ImageGear for C and C++ on Windows v19.10 - Updated
Export to PDF
User Guide > How to Work with... > OCR > How to... > Assess and Analyze OCR Output > Export to PDF

The ImageGear Recognition API allows saving recognized data to PDF documents. Unlike exporting to other output formats that use the Recognition API, exporting recognition results to a PDF is accomplished by using ImageGear Multi-page Document functions. You only need to export the recognized page to PDF page and append this page to an ImageGear multi-page document.

This PDF export feature requires a license that enables the PDF format.

IG_REC_PDF_page_create function will create a new PDF page and add the recognized text, and optionally the original input image, to it. The original image can be segmented and automatically compressed differently based upon the recognized zones. The new page is then appended to the new or existing PDF document specified in the second parameter.

Alternatively, if a PDF page already exists, the IG_REC_PDF_page_populate function can populate the page with the recognized data and/or original input image. Any existing content of the PDF page is preserved.

Once the recognized data has been added to the PDF document by either of the above functions, the IG_mpi_file_save function can be called to write the PDF document to a file.

Both the IG_REC_PDF_page_create and IG_REC_PDF_page_populate functions take AT_REC_PDF_PAGE_OPTIONS parameter to adjust settings of the output PDF document. These settings allow the caller to show or hide the added text and/or image, specify the PDF fonts to use for various types of text, and select whether to add text to the PDF using Windows ANSI or Unicode encoding.

PDF formatted output is not supported for Asian language recognition.

This topic provides information about how to...

Save the Recognized Data Directly in PDF Format

C
Copy Code
AT_ERRCOUNT nErrCount;
HIG_REC_IMAGE hImg;
HIGEAR hIGear;
HMIGEAR hMPDoc;
AT_REC_PDF_PAGE_OPTIONS opt;
nErrCount = IG_load_file("Image.tif", &hIGear );
nErrCount = IG_REC_image_import(hIGear, &hImg);
nErrCount = IG_image_delete(hIGear);
nErrCount = IG_REC_image_preprocess(hImg);
nErrCount = IG_REC_image_recognize(hImg);
// Create an empty PDF document
nErrCount = IG_mpi_create(&hMPDoc, 0);
nErrCount = IG_PDF_doc_create(hMPDoc);
// Set options for IG_REC_PDF_page_create to add an
// image to the page, and segment the image based on
// the recognized zones.
memset(&opt, 0, sizeof(opt));
opt.VisibleImage = TRUE;
opt.VisibleText = FALSE;
opt.SegmentImage = TRUE;
// Create PDF page with recognized text
nErrCount = IG_REC_PDF_page_create(hImg, hMPDoc, &opt);
// Save PDF document
nErrCount = IG_mpi_file_save("ONEPAGE.pdf", hMPDoc, 0, 0, 1, IG_FORMAT_PDF, IG_MPI_SAVE_OVERWRITE);
// Delete the document
nErrCount = IG_mpi_delete(hMPDoc);
// Delete the recognition image
nErrCount = IG_REC_image_delete(hImg);

Save a Highly Compressed PDF

Use the Recognition component to create searchable PDFs comprised of recognized text and images.
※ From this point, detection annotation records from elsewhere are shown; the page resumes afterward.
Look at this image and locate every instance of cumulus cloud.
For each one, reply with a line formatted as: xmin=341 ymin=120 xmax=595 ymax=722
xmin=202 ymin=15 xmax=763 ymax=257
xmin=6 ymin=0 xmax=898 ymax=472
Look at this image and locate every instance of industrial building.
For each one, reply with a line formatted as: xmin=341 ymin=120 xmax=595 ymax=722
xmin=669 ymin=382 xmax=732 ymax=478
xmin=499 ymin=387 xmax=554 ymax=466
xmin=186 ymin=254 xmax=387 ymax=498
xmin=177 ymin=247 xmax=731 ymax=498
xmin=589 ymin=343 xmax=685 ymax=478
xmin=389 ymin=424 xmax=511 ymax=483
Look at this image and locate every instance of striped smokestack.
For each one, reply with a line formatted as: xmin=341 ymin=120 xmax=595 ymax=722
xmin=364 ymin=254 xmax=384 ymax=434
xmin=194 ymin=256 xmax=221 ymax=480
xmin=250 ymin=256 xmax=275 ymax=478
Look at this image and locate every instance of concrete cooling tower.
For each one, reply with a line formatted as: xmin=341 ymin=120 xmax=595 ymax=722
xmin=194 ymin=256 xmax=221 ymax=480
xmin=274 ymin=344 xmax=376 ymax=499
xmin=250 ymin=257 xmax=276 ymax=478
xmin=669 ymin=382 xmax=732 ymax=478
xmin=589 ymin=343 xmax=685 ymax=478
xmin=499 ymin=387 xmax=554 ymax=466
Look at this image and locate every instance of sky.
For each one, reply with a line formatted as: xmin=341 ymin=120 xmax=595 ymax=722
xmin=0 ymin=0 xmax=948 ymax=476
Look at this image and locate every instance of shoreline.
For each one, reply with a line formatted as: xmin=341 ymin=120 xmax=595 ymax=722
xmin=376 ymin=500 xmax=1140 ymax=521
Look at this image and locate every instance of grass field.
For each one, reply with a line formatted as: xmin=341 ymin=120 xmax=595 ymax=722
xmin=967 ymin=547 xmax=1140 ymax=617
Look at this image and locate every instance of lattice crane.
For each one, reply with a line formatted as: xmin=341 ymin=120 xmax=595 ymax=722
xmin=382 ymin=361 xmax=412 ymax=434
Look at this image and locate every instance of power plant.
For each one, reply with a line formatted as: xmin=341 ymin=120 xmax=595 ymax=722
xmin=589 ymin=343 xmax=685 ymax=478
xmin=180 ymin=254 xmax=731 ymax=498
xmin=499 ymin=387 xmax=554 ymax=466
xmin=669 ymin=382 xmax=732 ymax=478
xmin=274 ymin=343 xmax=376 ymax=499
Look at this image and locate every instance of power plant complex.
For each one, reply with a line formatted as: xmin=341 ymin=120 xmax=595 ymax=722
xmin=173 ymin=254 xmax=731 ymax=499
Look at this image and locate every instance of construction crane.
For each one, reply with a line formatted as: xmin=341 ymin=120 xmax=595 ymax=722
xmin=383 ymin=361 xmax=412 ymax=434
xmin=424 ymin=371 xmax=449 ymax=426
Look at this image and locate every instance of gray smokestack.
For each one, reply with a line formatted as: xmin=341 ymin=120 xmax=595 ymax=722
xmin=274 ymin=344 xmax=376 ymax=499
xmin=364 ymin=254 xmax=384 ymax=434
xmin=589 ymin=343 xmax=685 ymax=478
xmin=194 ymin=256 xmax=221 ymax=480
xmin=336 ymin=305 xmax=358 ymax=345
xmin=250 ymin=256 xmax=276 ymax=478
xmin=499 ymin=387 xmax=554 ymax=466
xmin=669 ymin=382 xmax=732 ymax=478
Optimal compression is chosen for each image based on OCR zone information recovered during recognition, producing smaller PDF files. Highly compressed PDFs are best suited for scanned documents.
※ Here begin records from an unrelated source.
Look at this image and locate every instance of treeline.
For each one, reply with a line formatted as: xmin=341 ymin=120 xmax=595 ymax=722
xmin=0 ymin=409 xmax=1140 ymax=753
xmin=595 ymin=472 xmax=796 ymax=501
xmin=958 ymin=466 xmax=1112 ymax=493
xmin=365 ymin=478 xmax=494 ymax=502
Follow these steps to save a highly-compressed PDF:

Load the Image

The Loading Images section provides help on how to load an image. Alternatively, an image could be scanned into memory using the TWAIN and ISIS components.

Recognize the Image

Before an image can be used with the highly compressed PDF functionality, it must be recognized with the Recognition component. First use the IG_REC_image_import function to prepare an image for recognition. Then use IG_REC_image_recognize to generate its recognition data. More details are in the Optical Character Recognition section.

Zone data generated during recognition is used to choose optimal image compression.

Any changes to the recognized zone data—through either using manual zones or other zone options—may adversely affect the final PDF file size.

When manually zoning an image, take care to mark any picture data with the IG_REC_WT_GRAPHIC zone type.

Export Recognition Data to PDF

  1. Create a new PDF document with IG_mpi_create and IG_PDF_doc_create.
  2. Prepare an AT_REC_PDF_PAGE_OPTIONS structure to re-compress the source image and add invisible text into the PDF page:
    • Set SegmentImage to TRUE.
    • Set VisibleImage to TRUE.
    • Set VisibleText to FALSE.
  3. Use the Recognition IG_REC_PDF_page_create function with each recognized page to append a new highly-compressed PDF page to the document.

Save the PDF

After the PDF document is created and pages created, use the function IG_mpi_file_save to save the PDF document to disk. Make sure to use IG_FORMAT_PDF for the nFormat parameter.